Belle rode in the rear seats with Yoyo. The plane took off quickly, and within hal
f an hour was cruising over Lake Ramsey. It landed at the Eagle Flight Centre’s docks, where an ambulance was waiting. As Yoyo was being lifted onto a gurney, her daughter in her arms, she waved goodbye. “I thought of a perfect name. Cocobelle.”
Belle groaned inwardly and blew a kiss. She made arrangements for the pilot to return for the boats, all expenses paid. Bonnie had been a lifesaver.
Then she took a quarter from her wallet and went to a pay phone. “Hélène?” she said as someone answered.
A shriek came from the receiver. “Where in God’s name are you? Why didn’t you call us? Freya was all night on the deck. We saw her in the evening, and she was still there next morning, but your van was gone. We left a note and took her—”
“Stop the presses. I have quite a story. But I have to see my father first. Then the police.”

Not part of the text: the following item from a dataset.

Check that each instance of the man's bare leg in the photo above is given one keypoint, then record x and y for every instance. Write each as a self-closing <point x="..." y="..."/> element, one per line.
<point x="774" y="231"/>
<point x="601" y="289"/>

She took a cab to Memorial, well aware of the sweat reeking from her clothes when the driver rolled down the windows. She asked at reception for her father’s room. He still had one, a good sign. On the way she passed a non-denominational chapel and slipped in to compose herself. She still recalled a few prayers from the wonderful Cranmer prayer book. But this time she addressed someone other than God. Her hands were shaking from running on a diet of adrenaline and dog biscuits. “If the old man can beat this, leave him with me. But if suffering will be his lot, come and get him now. Tonight. And I mean it, Mother.”
As she entered 510 in the geriatric wing, she heard a familiar voice. It was hoarse but strong. “I saw every film ever made. Shake the hand that shook the hand of Gene Autry. Smiley Burnette, too. Didn’t like Gene much. Too cold. But Smiley was a prince.”
Her father was propped up in bed, his face pale but free of sweat and pain, his cornflower blues clear and sharp. He was talking to a young Filipina nurse who was taking his pulse and had probably never heard of the singing cowboy.
He looked up at Belle with a mild annoyance and shook one bony finger. “I thought you weren’t coming. Where’s my chicken? And double ice cream on the pie.”